Dans le chapitre 26, Restif revient sur l'idée qui l'a guidé: «J'ai un but important: je veux préserver les femmes de la cruauté. L'Anti-Justine, non moins savoureuse, non moins emportée que la Justine, mais sans barbarie, empêchera désormais les hommes d'avoir recours à celle-ci; la publication du concurrent antidote est urgente, et je me déshonore volontiers aux yeux des sots, des puristes et des irréfléchis pour la donner à mes compatriotes.»

Restif a poussé la prévoyance jusqu'à indiquer minutieusement les sujets d'un grand nombre d'estampes destinées à accompagner ce qu'il avait composé de l'Anti-Justine, nous avons dit qu'elles n'avaient jamais existé.

M. Paul Lacroix dans le volume qu'il a publié sous le titre de Bibliographie et Iconographie, de tous les ouvrages de Restif de la Bretonne, (Paris, A. Fontaine, 1875, gr. 8.) entre, au sujet de l'écrit qui nous occupe (p. 413 et suiv.) dans de longs détails auxquels nous renvoyons.

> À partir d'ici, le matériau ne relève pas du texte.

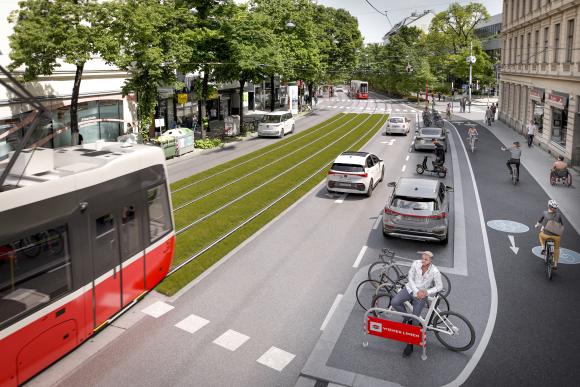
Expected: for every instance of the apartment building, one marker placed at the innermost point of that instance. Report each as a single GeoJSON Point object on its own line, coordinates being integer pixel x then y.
{"type": "Point", "coordinates": [540, 73]}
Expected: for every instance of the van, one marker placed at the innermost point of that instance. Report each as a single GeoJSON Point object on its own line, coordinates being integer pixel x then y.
{"type": "Point", "coordinates": [276, 124]}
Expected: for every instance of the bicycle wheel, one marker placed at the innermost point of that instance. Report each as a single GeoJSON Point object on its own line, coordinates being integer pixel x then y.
{"type": "Point", "coordinates": [380, 301]}
{"type": "Point", "coordinates": [457, 333]}
{"type": "Point", "coordinates": [365, 291]}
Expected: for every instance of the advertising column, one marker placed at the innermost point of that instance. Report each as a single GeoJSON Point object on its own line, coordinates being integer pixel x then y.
{"type": "Point", "coordinates": [293, 99]}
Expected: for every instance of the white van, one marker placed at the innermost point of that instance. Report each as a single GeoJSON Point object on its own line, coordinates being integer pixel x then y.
{"type": "Point", "coordinates": [276, 124]}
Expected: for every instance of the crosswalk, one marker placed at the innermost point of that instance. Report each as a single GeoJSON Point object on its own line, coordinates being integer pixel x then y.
{"type": "Point", "coordinates": [231, 340]}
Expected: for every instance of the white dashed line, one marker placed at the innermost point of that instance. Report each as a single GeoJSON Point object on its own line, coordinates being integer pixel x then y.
{"type": "Point", "coordinates": [331, 311]}
{"type": "Point", "coordinates": [359, 257]}
{"type": "Point", "coordinates": [276, 358]}
{"type": "Point", "coordinates": [231, 340]}
{"type": "Point", "coordinates": [192, 323]}
{"type": "Point", "coordinates": [157, 309]}
{"type": "Point", "coordinates": [376, 225]}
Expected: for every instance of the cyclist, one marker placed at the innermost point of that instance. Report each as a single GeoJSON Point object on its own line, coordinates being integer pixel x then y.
{"type": "Point", "coordinates": [515, 155]}
{"type": "Point", "coordinates": [424, 280]}
{"type": "Point", "coordinates": [555, 215]}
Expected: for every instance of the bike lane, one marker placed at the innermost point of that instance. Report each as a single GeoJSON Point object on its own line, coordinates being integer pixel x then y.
{"type": "Point", "coordinates": [535, 339]}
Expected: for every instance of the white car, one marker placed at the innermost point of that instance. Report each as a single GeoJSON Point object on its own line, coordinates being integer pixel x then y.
{"type": "Point", "coordinates": [398, 124]}
{"type": "Point", "coordinates": [276, 124]}
{"type": "Point", "coordinates": [355, 172]}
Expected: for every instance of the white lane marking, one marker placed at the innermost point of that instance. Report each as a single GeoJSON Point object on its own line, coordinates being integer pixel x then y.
{"type": "Point", "coordinates": [192, 323]}
{"type": "Point", "coordinates": [231, 340]}
{"type": "Point", "coordinates": [472, 363]}
{"type": "Point", "coordinates": [359, 257]}
{"type": "Point", "coordinates": [157, 309]}
{"type": "Point", "coordinates": [276, 358]}
{"type": "Point", "coordinates": [376, 225]}
{"type": "Point", "coordinates": [331, 311]}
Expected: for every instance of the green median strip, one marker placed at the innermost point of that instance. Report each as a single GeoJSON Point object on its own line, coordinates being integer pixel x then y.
{"type": "Point", "coordinates": [214, 227]}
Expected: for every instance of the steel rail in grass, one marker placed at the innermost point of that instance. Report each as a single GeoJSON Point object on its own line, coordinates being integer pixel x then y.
{"type": "Point", "coordinates": [212, 213]}
{"type": "Point", "coordinates": [183, 205]}
{"type": "Point", "coordinates": [292, 140]}
{"type": "Point", "coordinates": [260, 212]}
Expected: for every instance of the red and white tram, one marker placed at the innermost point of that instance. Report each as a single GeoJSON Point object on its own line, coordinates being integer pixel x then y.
{"type": "Point", "coordinates": [83, 233]}
{"type": "Point", "coordinates": [359, 89]}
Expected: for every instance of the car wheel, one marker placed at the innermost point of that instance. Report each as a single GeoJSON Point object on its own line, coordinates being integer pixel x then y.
{"type": "Point", "coordinates": [370, 190]}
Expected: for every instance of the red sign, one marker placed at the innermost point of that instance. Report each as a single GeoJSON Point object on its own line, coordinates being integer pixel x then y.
{"type": "Point", "coordinates": [410, 334]}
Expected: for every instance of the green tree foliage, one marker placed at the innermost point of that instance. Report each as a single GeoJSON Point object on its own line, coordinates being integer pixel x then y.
{"type": "Point", "coordinates": [49, 31]}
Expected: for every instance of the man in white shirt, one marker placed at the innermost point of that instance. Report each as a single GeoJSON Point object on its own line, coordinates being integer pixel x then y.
{"type": "Point", "coordinates": [531, 129]}
{"type": "Point", "coordinates": [424, 279]}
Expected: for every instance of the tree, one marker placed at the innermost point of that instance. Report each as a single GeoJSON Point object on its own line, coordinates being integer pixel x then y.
{"type": "Point", "coordinates": [46, 32]}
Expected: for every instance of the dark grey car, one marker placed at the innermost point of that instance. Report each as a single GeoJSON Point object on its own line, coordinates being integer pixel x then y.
{"type": "Point", "coordinates": [424, 138]}
{"type": "Point", "coordinates": [417, 209]}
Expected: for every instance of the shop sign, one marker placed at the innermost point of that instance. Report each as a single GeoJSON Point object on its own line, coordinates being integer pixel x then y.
{"type": "Point", "coordinates": [557, 100]}
{"type": "Point", "coordinates": [537, 94]}
{"type": "Point", "coordinates": [181, 98]}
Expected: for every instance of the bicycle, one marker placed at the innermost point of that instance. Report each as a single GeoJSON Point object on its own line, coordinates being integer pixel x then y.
{"type": "Point", "coordinates": [389, 270]}
{"type": "Point", "coordinates": [453, 330]}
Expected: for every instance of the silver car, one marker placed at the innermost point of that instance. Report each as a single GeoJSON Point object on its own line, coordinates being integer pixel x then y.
{"type": "Point", "coordinates": [424, 138]}
{"type": "Point", "coordinates": [417, 209]}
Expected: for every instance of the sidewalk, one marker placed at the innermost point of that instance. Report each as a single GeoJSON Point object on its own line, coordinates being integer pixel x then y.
{"type": "Point", "coordinates": [538, 163]}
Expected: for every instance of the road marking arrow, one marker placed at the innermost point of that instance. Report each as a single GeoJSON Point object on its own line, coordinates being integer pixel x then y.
{"type": "Point", "coordinates": [513, 244]}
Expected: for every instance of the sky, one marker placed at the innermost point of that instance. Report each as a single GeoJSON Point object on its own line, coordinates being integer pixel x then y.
{"type": "Point", "coordinates": [374, 25]}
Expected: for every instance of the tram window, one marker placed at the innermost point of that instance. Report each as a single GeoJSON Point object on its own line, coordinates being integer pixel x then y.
{"type": "Point", "coordinates": [34, 270]}
{"type": "Point", "coordinates": [130, 232]}
{"type": "Point", "coordinates": [159, 215]}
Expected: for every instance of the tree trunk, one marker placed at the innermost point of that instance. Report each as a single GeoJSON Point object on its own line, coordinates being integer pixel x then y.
{"type": "Point", "coordinates": [204, 96]}
{"type": "Point", "coordinates": [74, 104]}
{"type": "Point", "coordinates": [272, 102]}
{"type": "Point", "coordinates": [242, 83]}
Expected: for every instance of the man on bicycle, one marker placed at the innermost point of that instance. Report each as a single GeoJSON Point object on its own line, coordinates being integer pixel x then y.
{"type": "Point", "coordinates": [424, 279]}
{"type": "Point", "coordinates": [556, 216]}
{"type": "Point", "coordinates": [515, 155]}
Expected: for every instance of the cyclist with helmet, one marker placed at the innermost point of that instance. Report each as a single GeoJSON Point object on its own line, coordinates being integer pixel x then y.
{"type": "Point", "coordinates": [552, 214]}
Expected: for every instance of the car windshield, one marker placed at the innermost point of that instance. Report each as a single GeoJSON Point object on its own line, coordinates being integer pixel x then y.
{"type": "Point", "coordinates": [431, 132]}
{"type": "Point", "coordinates": [347, 167]}
{"type": "Point", "coordinates": [417, 204]}
{"type": "Point", "coordinates": [271, 119]}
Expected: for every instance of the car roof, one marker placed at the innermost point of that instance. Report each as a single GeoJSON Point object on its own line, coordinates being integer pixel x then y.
{"type": "Point", "coordinates": [417, 188]}
{"type": "Point", "coordinates": [352, 158]}
{"type": "Point", "coordinates": [277, 113]}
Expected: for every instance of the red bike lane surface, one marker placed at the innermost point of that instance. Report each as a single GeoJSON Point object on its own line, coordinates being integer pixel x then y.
{"type": "Point", "coordinates": [535, 339]}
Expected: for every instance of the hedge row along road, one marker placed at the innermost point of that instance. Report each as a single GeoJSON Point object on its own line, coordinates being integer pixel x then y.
{"type": "Point", "coordinates": [218, 209]}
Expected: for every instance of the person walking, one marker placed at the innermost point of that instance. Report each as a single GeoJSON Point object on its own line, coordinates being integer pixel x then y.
{"type": "Point", "coordinates": [424, 279]}
{"type": "Point", "coordinates": [531, 129]}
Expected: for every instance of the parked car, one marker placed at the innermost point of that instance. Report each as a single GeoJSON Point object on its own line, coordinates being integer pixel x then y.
{"type": "Point", "coordinates": [276, 124]}
{"type": "Point", "coordinates": [424, 138]}
{"type": "Point", "coordinates": [398, 124]}
{"type": "Point", "coordinates": [417, 209]}
{"type": "Point", "coordinates": [355, 172]}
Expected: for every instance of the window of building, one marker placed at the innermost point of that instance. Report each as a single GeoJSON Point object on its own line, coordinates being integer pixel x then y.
{"type": "Point", "coordinates": [159, 214]}
{"type": "Point", "coordinates": [556, 42]}
{"type": "Point", "coordinates": [546, 37]}
{"type": "Point", "coordinates": [34, 271]}
{"type": "Point", "coordinates": [570, 41]}
{"type": "Point", "coordinates": [536, 44]}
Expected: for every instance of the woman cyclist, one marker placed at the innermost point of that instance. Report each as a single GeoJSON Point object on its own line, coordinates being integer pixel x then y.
{"type": "Point", "coordinates": [555, 215]}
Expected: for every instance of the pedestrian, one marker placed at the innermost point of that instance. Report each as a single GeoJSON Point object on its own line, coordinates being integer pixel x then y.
{"type": "Point", "coordinates": [424, 279]}
{"type": "Point", "coordinates": [531, 128]}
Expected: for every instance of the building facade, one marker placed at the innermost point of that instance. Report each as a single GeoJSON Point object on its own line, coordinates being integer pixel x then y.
{"type": "Point", "coordinates": [540, 73]}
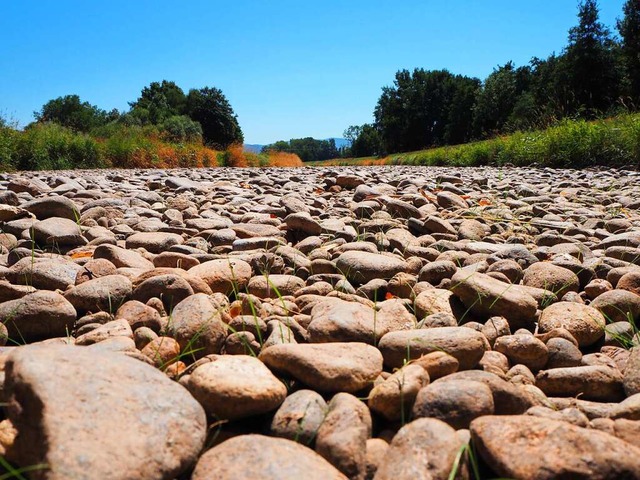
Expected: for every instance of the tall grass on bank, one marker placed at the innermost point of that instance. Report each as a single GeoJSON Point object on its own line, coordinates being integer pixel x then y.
{"type": "Point", "coordinates": [49, 146]}
{"type": "Point", "coordinates": [612, 142]}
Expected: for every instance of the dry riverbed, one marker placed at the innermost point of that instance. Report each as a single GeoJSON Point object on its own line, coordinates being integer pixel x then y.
{"type": "Point", "coordinates": [320, 323]}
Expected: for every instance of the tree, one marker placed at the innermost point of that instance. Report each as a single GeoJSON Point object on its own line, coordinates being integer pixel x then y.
{"type": "Point", "coordinates": [365, 140]}
{"type": "Point", "coordinates": [592, 72]}
{"type": "Point", "coordinates": [180, 128]}
{"type": "Point", "coordinates": [425, 108]}
{"type": "Point", "coordinates": [308, 149]}
{"type": "Point", "coordinates": [629, 29]}
{"type": "Point", "coordinates": [159, 101]}
{"type": "Point", "coordinates": [210, 108]}
{"type": "Point", "coordinates": [69, 111]}
{"type": "Point", "coordinates": [495, 102]}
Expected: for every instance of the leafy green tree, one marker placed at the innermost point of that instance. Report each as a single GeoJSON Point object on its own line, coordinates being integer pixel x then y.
{"type": "Point", "coordinates": [180, 128]}
{"type": "Point", "coordinates": [159, 101]}
{"type": "Point", "coordinates": [364, 140]}
{"type": "Point", "coordinates": [69, 111]}
{"type": "Point", "coordinates": [495, 101]}
{"type": "Point", "coordinates": [459, 125]}
{"type": "Point", "coordinates": [629, 29]}
{"type": "Point", "coordinates": [308, 149]}
{"type": "Point", "coordinates": [591, 69]}
{"type": "Point", "coordinates": [423, 109]}
{"type": "Point", "coordinates": [210, 108]}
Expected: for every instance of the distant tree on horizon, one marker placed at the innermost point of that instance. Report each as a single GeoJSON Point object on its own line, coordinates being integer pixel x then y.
{"type": "Point", "coordinates": [308, 149]}
{"type": "Point", "coordinates": [71, 112]}
{"type": "Point", "coordinates": [629, 29]}
{"type": "Point", "coordinates": [589, 63]}
{"type": "Point", "coordinates": [209, 107]}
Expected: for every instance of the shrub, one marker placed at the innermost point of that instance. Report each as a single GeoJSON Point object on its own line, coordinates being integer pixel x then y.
{"type": "Point", "coordinates": [50, 147]}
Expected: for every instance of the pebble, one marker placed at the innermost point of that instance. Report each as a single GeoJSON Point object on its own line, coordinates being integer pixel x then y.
{"type": "Point", "coordinates": [433, 298]}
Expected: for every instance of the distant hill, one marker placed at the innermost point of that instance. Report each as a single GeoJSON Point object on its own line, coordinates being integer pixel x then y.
{"type": "Point", "coordinates": [257, 148]}
{"type": "Point", "coordinates": [253, 147]}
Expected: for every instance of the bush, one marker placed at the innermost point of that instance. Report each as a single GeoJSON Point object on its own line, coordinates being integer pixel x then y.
{"type": "Point", "coordinates": [181, 128]}
{"type": "Point", "coordinates": [50, 147]}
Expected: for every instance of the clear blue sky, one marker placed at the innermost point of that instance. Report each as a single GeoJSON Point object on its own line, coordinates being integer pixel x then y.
{"type": "Point", "coordinates": [289, 68]}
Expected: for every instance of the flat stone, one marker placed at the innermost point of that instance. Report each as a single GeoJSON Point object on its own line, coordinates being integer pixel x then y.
{"type": "Point", "coordinates": [532, 447]}
{"type": "Point", "coordinates": [466, 345]}
{"type": "Point", "coordinates": [235, 386]}
{"type": "Point", "coordinates": [327, 367]}
{"type": "Point", "coordinates": [79, 411]}
{"type": "Point", "coordinates": [267, 458]}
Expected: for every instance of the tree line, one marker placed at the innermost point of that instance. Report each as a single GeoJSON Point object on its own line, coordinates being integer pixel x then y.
{"type": "Point", "coordinates": [200, 115]}
{"type": "Point", "coordinates": [308, 149]}
{"type": "Point", "coordinates": [597, 74]}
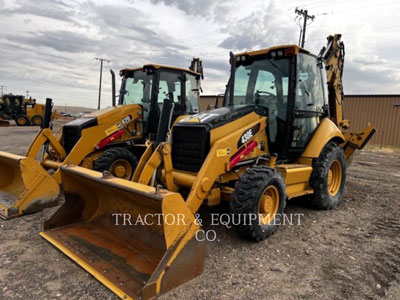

La Philosophie dans le Boudoir, de Sade, est un ouvrage tout aussi dégoûtant que Justine. C'est une série de dialogues et d'orgies entre quelques libertins, dignes émules du marquis, et des femmes bien faites pour figurer dans une pareille société. De longues discussions philosophiques, où s'étalent l'athéisme le plus effronté et la négation de toute morale, se mêlent à des scènes ignobles. On connaît deux éditions, Londres, (Paris,) dépens de la Compagnie, MDCCXCXC (sic pour 1795) 2 parties, petit in-12 de 190 et 216 pages avec un joli frontispice non libre et 4 figures libres médiocres.—A été réimprimé en 1830, en 2 volumes in-18, avec 10 lithographies obscènes; et aussi depuis, avec des gravures libres.

Nous avons vu une édition où des photographies fort mal faites remplacent les lithographies.

Nous ne connaissons que de titre la Théorie du libertinage que Restif de la Bretonne, dans son étrange auto-biographie, intitulée Monsieur Nicolas, mentionne comme un ouvrage de Sade; il n'est pas probable qu'elle ait été imprimée.

Aline et Valcourt, ou le Roman philosophique, écrit à la Bastille, un an avant la Révolution, est une production épistolaire qui fut publiée en 1793, chez Girouard, libraire, en 8 volumes petit in-12[24] 8 faux-titres et 16 figures. La figure du tome III page 216 manque souvent; elle est trop découverte. On y retrouve ces personnages ayant les goûts cruels ou dépravés que Sade plaçait dans tous ses écrits. Il se met en scène sous le nom de Valcourt, et il retrace quelques traits de sa propre histoire. D'après la Biographie universelle, ce roman, moins immoral que Justine, est peut-être plus dangereux, parce qu'il n'offre pas des tableaux aussi dégoûtants. D'après M. Pigoreau (Petite bibliographie romancière), quelques extraits de cet ouvrage, choisis dans ce qu'il y a de plus admissible, ont été insérés dans deux romans fort oubliés aujourd'hui, publiés à l'époque du Directoire, et qui pourraient bien être aussi des productions de Sade: Valmor et Lydia. 1798, 3 volumes in-12; Alzonde et Koradin, 1799, 2 volumes in-18.

Les tirades ultra-philosophiques abondent dans le roman de Sade; un des principaux personnages est un président aussi cruel que débauché, souillé de crimes et de turpitudes. De très-longs épisodes coupent le récit; un d'eux fait le tableau du gouvernement d'un roi nègre qui a établi dans ses États un régime tout à fait contraire aux idées de morale admises chez les nations civilisées, régime dont ses sujets se trouvent très-satisfaits et très-heureux; un autre hors-d'œuvre retrace les malheurs d'une femme qui est tombée au pouvoir de l'Inquisition, et il va sans dire que Sade, tout en prodiguant les épithètes de monstre et de scélérat au grand-inquisiteur, don Crispe Brutaldi Barbaridos de Torturentia, décrit avec complaisance la luxure et la férocité de cet exécrable personnage.

On a attribué à Sade deux autres romans:

La Marquise de Ganges, 1813, 2 vol. in-12, récit ennuyeux et sombre, mais non licencieux d'une histoire criminelle et véritable; toutefois Sade altérait la réalité des faits afin de noircir la mémoire d'une infortunée victime des machinations de quelques scélérats.